Methods: Patients who underwent surgery for lung cancer from 2002-2020 in the SCCS-a prospective cohort study of nearly 85,000 predominately low-income Black and White adults from 12 states in the southeastern United States-were identified for analysis. The proportions of patients who would have been eligible for LDCT screening under the 2013 and 2021 United States
Preventive Services Task Force (USPSTF) guidelines were compared using the McNemar test. Using data from the National Cancer Database, we calculated the proportion of breast and colon cancer patients who underwent surgery and who would have been eligible for breast and colon cancer screening, respectively; these proportions were then compared to the proportion of patients who underwent lung cancer operations in SCCS that would have been eligible for LDCT screening using a chi-square test.
Results: A total of 314 lung cancer patients underwent surgical treatment. The proportion of patients who would have been eligible for screening increased by 69.5% (from 32.5% to 55.1%, P<0.001) under the 2013 vs. 2021 USPSTF lung cancer screening guidelines.
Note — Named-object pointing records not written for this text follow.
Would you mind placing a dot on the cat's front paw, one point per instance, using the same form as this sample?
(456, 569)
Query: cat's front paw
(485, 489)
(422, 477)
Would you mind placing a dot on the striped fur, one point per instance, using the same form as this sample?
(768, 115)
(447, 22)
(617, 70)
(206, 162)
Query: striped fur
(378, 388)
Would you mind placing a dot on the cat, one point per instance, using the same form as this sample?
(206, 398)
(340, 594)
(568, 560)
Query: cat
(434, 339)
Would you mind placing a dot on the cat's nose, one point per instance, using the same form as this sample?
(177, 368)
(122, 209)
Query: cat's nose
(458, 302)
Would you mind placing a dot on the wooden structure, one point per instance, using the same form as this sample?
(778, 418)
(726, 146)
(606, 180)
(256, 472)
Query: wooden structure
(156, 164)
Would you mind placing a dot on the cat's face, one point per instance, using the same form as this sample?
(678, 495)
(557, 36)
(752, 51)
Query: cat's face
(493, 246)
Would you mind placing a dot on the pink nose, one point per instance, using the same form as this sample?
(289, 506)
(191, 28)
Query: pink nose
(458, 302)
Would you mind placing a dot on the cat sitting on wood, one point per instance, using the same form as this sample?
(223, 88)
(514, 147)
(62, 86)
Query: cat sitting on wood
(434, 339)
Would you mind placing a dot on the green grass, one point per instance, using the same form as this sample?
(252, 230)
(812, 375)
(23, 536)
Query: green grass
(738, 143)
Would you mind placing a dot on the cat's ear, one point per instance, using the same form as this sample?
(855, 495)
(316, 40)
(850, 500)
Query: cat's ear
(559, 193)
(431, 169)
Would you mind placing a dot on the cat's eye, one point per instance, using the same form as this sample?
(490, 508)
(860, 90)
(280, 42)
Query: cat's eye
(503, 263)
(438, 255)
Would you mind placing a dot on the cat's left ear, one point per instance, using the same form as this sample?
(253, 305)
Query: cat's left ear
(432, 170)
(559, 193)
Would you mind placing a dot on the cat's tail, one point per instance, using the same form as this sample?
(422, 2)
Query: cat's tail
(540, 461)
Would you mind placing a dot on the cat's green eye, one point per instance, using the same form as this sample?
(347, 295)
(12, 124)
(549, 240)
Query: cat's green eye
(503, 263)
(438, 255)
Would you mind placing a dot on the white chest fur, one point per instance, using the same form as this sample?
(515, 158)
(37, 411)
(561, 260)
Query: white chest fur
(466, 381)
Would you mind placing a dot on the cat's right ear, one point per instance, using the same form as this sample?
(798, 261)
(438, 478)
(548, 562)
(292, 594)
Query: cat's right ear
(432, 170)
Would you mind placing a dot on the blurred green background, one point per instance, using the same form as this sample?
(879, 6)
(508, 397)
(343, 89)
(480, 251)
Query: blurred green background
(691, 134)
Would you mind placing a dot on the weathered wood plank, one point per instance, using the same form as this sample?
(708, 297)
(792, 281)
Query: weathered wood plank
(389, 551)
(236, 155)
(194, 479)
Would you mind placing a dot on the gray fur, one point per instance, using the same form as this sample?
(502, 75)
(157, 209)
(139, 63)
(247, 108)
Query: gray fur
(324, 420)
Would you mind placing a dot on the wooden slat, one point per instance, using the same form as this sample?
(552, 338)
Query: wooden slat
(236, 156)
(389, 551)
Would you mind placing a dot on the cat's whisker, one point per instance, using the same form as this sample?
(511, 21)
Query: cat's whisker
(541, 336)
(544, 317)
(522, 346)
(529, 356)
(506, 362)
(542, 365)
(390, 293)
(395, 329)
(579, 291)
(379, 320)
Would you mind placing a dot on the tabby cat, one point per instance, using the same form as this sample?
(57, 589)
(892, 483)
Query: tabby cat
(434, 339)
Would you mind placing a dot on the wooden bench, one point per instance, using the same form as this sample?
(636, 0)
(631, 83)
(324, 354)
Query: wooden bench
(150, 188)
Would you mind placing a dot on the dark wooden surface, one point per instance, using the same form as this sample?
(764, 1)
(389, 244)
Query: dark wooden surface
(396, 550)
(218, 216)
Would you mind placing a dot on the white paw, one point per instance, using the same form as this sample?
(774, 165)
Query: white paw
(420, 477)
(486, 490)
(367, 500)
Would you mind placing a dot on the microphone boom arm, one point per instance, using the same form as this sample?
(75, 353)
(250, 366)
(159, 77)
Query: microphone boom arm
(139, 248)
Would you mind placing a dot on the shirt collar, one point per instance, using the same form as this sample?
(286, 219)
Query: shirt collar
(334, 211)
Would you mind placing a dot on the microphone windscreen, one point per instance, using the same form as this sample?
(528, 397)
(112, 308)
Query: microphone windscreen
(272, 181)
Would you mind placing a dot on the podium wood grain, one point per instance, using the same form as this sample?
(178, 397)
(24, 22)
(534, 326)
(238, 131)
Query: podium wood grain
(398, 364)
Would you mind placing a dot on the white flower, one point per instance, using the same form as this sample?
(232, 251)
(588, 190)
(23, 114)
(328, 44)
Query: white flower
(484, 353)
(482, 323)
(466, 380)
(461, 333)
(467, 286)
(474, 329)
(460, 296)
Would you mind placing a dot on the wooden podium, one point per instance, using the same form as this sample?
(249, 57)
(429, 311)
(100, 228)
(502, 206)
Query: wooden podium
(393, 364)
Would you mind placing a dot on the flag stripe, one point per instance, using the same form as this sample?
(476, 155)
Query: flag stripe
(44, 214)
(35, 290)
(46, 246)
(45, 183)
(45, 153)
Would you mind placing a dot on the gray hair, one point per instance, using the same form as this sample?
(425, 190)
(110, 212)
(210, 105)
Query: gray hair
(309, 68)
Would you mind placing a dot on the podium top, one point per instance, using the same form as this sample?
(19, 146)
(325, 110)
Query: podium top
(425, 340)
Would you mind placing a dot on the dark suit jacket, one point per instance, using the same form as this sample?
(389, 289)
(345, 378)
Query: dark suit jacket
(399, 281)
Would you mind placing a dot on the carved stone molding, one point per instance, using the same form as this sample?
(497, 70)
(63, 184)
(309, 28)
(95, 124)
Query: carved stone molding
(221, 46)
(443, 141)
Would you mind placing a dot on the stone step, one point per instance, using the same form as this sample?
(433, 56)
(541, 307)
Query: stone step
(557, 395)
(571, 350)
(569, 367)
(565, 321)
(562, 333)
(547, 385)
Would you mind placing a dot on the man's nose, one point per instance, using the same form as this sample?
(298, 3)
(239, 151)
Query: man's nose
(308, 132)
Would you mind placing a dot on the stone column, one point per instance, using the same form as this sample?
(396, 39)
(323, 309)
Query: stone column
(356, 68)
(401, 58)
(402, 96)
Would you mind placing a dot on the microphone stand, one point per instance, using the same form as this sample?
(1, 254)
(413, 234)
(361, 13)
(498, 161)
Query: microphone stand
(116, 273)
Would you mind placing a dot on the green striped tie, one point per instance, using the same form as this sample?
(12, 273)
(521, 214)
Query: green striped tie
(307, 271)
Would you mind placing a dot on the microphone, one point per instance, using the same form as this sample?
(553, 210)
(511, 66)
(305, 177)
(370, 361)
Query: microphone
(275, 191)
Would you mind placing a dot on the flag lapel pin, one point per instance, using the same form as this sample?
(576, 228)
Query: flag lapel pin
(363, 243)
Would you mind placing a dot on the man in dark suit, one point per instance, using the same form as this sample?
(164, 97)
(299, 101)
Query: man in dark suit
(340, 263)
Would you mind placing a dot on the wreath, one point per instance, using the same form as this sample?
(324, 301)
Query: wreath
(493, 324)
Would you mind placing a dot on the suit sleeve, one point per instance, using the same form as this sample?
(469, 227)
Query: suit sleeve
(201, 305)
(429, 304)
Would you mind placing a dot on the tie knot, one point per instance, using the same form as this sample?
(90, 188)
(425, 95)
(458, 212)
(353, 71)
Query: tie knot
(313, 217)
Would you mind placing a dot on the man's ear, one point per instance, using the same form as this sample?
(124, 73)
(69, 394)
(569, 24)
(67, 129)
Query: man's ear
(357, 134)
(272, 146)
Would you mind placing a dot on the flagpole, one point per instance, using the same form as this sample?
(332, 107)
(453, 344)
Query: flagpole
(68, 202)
However, 45% of lung cancer patients undergoing surgery would have still been ineligible for LDCT screening under the 2021 USPSTF guidelines-in comparison, only 22% of patients undergoing colon cancer surgery and 15% of patients undergoing breast cancer surgery would have been ineligible for colorectal cancer and breast cancer screening, respectively (P<0.001). Of patients with a smoking history who underwent lung cancer operations and were ineligible for screening, 70.9% had fewer than 20 pack-years, 32.7% had quit smoking more than 15 years prior, 14.6% were too young, and 2.7% were too old (Figure).
Conclusions: Even though lung cancer screening is intended to identify lung cancers at earlier stages when they are amenable to surgical treatment, we found that 45% of patients undergoing lung cancer operations would have been ineligible for lung cancer screening, highlighting the need for further revision to the USPSTF lung cancer screening guidelines.
Alexandra Potter (1), Maha Yehia (1), Meghan McCarthy (1), Camille Mathey-Andrews (1), Linda Martin (2), Chi-Fu Jeffrey Yang (1), (1) Massachusetts General Hospital, Boston, MA, (2) University of Virginia Health System, Charlottesville, ID
Dr. Starnes is a Professor of Srugery and tthe John B. Flege Chair of Cardiothoracic Surgery at the University of Cincinnati She is also the Program Director for the Integrated Thoracic Surgery Residency.
She is a general thoracic surgeon wtih expertise in thoracic malignancies, including lung cancer, esophageal cancer and mediastinal tumors, with a focus on minimally-invasive and complex thoracic procedures. She is the Director of the University of Cincinnati Lung Cancer Center.
She has been active in multiple national organizations. She has served as President of the Thoracic Surgey Directors Assocation. She has been a quest examiner for the American Board of Thoracic Surgery since 2013 and currently serves on the Thoracic Surgery Residency Review Committee.
Alexandra Potter is a research assistant at Masshachusetts General Hospital. Her research focus is in the field of thoracic oncology, with a specific focus on lung cancer screening.